Denjaka Ikut Bantu Evakuasi Lion Air JT 610, Ketahui Kekuatan Pasukan Ini
Sebagai pasukan khusus yang dibentuk oleh TNI AL, para personel Denjaka memang merupakan orang-orang pilihan dan terbaik di satuannya.
Editor: Fajar Anjungroso
TRIBUNNEWS.COM, JAKARTA - Proses evakuasi korban Lion Air JT 610 masih terus berjalan pada hari kedua, Selasa (30/10/2018) ini.

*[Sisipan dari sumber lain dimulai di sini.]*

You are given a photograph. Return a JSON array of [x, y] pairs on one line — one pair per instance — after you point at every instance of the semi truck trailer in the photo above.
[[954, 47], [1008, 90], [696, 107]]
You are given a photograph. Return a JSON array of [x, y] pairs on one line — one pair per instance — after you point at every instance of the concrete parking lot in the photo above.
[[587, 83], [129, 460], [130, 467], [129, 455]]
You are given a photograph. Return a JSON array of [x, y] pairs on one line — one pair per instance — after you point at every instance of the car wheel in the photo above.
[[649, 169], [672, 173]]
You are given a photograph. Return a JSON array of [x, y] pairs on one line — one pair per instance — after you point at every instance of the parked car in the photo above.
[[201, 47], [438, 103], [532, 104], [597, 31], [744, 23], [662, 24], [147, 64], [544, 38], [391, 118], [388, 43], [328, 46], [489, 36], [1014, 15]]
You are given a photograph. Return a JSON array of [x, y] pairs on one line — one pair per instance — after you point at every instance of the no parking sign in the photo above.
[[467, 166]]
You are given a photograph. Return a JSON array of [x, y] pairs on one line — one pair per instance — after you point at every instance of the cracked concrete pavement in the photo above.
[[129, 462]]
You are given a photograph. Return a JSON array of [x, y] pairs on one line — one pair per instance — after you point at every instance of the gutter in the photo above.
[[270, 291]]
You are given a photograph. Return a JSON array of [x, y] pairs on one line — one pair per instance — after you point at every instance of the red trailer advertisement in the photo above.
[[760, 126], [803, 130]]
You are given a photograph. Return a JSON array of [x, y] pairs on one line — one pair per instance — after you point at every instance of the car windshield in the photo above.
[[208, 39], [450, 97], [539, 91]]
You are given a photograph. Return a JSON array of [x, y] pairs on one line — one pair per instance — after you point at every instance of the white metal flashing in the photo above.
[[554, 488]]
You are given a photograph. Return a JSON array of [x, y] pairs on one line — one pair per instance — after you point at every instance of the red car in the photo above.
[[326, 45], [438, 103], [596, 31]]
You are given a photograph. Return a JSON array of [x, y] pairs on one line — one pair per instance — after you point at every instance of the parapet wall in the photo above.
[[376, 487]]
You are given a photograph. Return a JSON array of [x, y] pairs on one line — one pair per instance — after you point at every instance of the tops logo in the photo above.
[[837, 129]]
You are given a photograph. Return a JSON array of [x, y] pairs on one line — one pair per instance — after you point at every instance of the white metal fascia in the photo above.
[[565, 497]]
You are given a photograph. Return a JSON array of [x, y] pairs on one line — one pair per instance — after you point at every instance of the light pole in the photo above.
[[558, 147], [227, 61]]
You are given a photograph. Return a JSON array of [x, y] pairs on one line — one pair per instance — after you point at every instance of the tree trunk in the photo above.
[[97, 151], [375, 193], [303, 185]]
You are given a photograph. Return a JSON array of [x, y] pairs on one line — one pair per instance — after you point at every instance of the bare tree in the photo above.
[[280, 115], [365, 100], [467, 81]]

Hingga saat ini tubuh pesawat Lion Air yang jatuh tenggelam di perairan Tanjung Karawang ini masih belum ditemukan.
Basarnas sebagai salah satu tim yang bertugas melakukan proses evakuasi korban mendapat bantuan dari TNI dan Polri.
Salah satu tim yang turut serta dalam upaya pencarian ini adalah Detasemen Jalamangkara (Denjaka) yang merupakan pasukan khusus dari TNI Angkatan Laut.
Denjaka terkenal punya kekuatan yang sangat luar biasa. Selain jago menyelam dan bertempur di dalam air, Denjaka juga ditakuti oleh pasukan khusus dari berbagai negara lain.
Dalam berbagai atraksi di luar negeri pasukan khusus TNI AL Detasemen Jalamangkara (Denjaka) berhasil membuat gentar pasukan-pasukan khusus lainnya termasuk Navy Seal dari AS.
Para anggota Navy Seal yang secara rutin melakukan latihan bersama Denjaka selalu dibuat geleng-geleng kepala mengingat latihan Denjaka tergolong ekstrem dan berbahaya.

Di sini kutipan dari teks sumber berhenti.